Storms not dying down any time soon
By SUE CARLTON
Published March 16, 2007
Was anyone under the impression that Hurricane Ronda would quietly fade off to Tallahassee?
That Ronda Storms would be watered down in the capital town?
The freshman senator from Brandon who made a name for herself on the Hillsborough County Commission as its official right-wing moral crusader is already busy making headlines upstate.
Her latest: a bill supposedly aimed at exposing those who sexually abuse underage girls.
That sounds like a good idea. But what she's proposing could drive a wedge between teenagers in trouble and the health care workers they are supposed to trust, and keep those girls from getting help.

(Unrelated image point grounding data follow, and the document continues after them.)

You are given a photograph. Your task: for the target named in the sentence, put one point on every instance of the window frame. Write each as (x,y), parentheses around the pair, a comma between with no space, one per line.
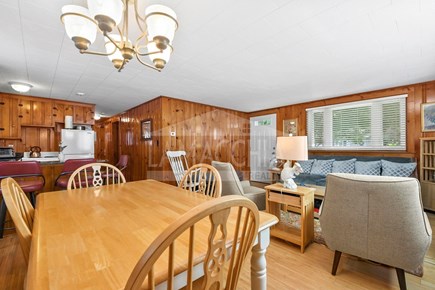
(377,132)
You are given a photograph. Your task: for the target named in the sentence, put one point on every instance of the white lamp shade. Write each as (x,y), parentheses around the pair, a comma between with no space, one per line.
(160,25)
(292,148)
(21,87)
(110,8)
(110,47)
(165,55)
(77,26)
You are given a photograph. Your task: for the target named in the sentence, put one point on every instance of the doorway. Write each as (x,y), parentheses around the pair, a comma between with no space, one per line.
(262,144)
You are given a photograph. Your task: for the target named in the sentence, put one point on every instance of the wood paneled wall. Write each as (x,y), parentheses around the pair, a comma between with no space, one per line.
(144,155)
(417,94)
(205,132)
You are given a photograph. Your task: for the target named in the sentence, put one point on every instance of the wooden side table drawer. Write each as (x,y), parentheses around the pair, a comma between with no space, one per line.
(285,199)
(301,200)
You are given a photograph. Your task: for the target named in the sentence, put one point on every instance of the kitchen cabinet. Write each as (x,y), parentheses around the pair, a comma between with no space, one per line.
(60,110)
(9,125)
(33,112)
(83,115)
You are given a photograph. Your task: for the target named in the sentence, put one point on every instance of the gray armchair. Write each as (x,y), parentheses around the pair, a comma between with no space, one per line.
(378,218)
(231,184)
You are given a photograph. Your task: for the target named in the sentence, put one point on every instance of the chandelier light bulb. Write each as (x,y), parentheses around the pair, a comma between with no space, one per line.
(161,23)
(108,13)
(161,58)
(79,29)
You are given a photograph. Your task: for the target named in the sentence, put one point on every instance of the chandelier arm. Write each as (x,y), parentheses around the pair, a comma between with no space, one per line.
(124,61)
(148,53)
(80,15)
(139,39)
(82,51)
(148,65)
(125,24)
(114,42)
(167,15)
(139,20)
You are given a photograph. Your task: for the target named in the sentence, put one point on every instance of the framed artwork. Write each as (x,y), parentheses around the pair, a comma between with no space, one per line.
(146,129)
(428,117)
(290,127)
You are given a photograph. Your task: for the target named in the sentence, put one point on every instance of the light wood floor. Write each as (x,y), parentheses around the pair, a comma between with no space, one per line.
(287,269)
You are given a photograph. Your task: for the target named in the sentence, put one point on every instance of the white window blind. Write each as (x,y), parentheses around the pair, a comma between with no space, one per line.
(378,124)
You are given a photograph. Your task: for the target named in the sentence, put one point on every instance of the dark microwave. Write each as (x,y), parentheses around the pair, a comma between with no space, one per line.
(7,152)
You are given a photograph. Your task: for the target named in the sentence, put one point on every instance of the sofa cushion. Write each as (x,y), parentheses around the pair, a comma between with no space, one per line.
(397,169)
(306,165)
(310,179)
(368,167)
(345,166)
(322,167)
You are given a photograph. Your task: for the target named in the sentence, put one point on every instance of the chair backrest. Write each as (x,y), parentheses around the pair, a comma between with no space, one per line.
(230,180)
(95,174)
(178,162)
(21,212)
(376,218)
(241,229)
(122,162)
(72,164)
(68,168)
(202,178)
(20,169)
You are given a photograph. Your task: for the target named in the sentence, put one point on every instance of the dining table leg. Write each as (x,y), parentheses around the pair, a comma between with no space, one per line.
(258,260)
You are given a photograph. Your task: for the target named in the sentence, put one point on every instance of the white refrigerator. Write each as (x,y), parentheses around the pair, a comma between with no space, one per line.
(77,144)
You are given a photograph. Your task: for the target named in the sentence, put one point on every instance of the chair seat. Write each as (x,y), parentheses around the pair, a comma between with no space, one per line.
(30,185)
(62,181)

Storms' bill would require doctors, nurses, abortion clinic workers and counselors to report pregnant girls who are 15 or younger to police within 24 hours. Doctors also must submit a DNA sample from the fetus to law enforcement. Fail to comply and you risk your license.
In point of fact, having sex with a girl who is 15 or younger is a crime. But sex between teenagers, believe it or not, happens. And doctors are already required to report suspected abuse including incest.

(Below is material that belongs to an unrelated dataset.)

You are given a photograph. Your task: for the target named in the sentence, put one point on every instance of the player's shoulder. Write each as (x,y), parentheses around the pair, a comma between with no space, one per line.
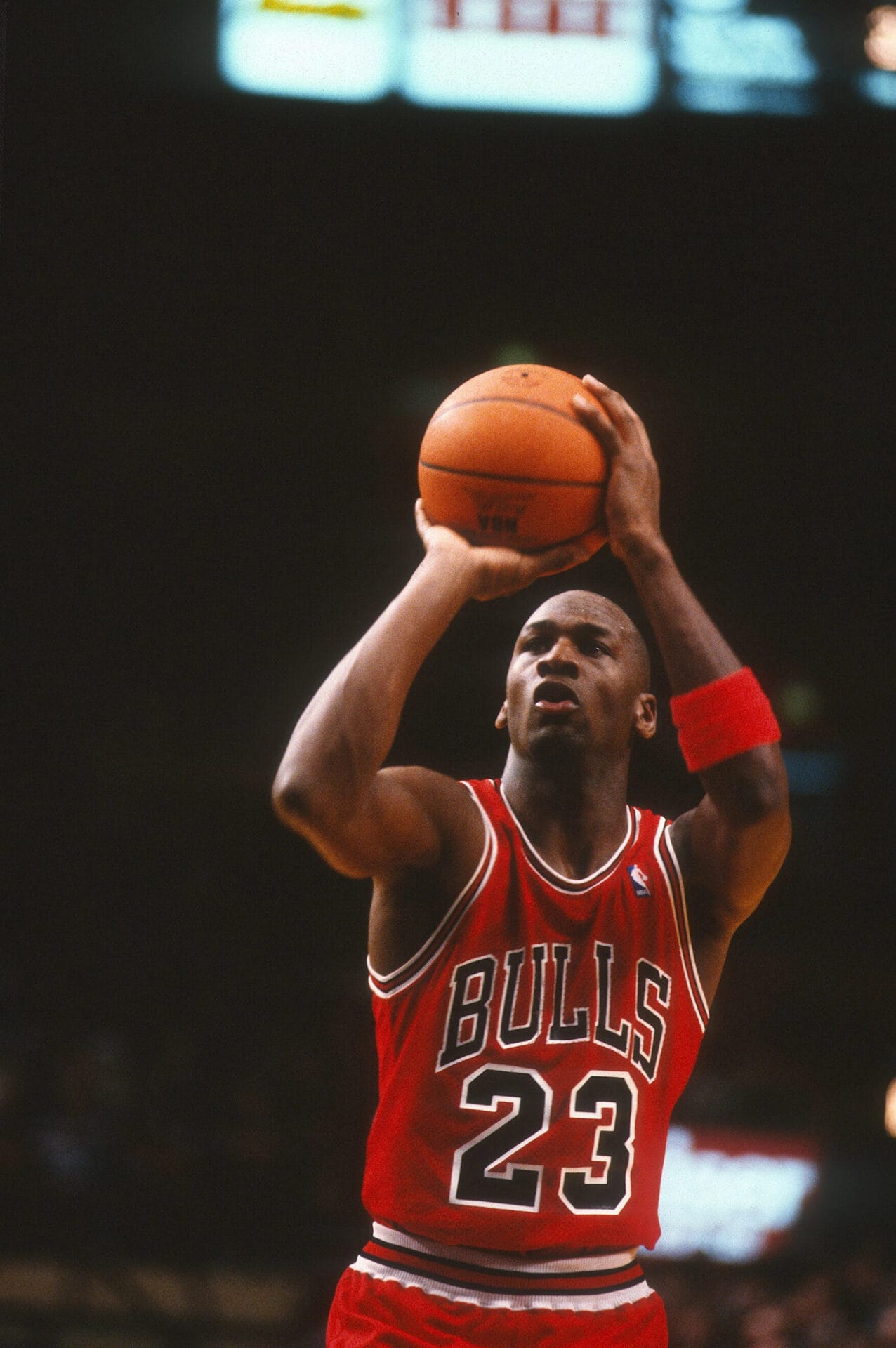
(450,804)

A law like this destroys trust between a health care provider and a patient, says Mary Ortiz, clinician and nurse practitioner for Planned Parenthood of Southwest and Central Florida.
"I think that's very tragic for an adolescent to make one mistake and have it be a record, don't you?" she said.
Storms has said the bill is about protecting girls who are "being coerced or otherwise being exploited."
Could there be another motive, too?
Remember, she was the commissioner who called Planned Parenthood pro-death and led the fight to cut county funding for the organization's program on teen social issues.
Think the idea that police will get involved might scare some girls out of seeking abortions? Think this might be one big benefit to your bill if you happen to be a pro-life politician?
Storms didn't return calls for comment this week. But House sponsor Rep. Dennis K. Baxley of Ocala said while it wasn't his objective, "it doesn't make me unhappy that there might be less abortions."
Storms, by the way, also is pushing to make it harder for a minor to get an abortion without parental permission. A judge can grant this based on a girl's best interests, her maturity, or if she has been abused by a parent.
Think Storms won't get anything on her wish list? Think battles already won - like the right to choose - won't have to be fought again and again?
There's an object lesson about the power of Storms in the recently renewed push to allow gay adoption.
This would mean capable foster parents who happen to be gay could adopt children, which would be awfully good news for the nearly 4,000 foster kids currently growing up in the system.
But guess what - Storms heads the committee to which the bill has been assigned. Given the anti-gay stance that made her infamous from Tampa to Key West, expect this one to be dead in the water.
And get ready for plenty more Storms in the forecast.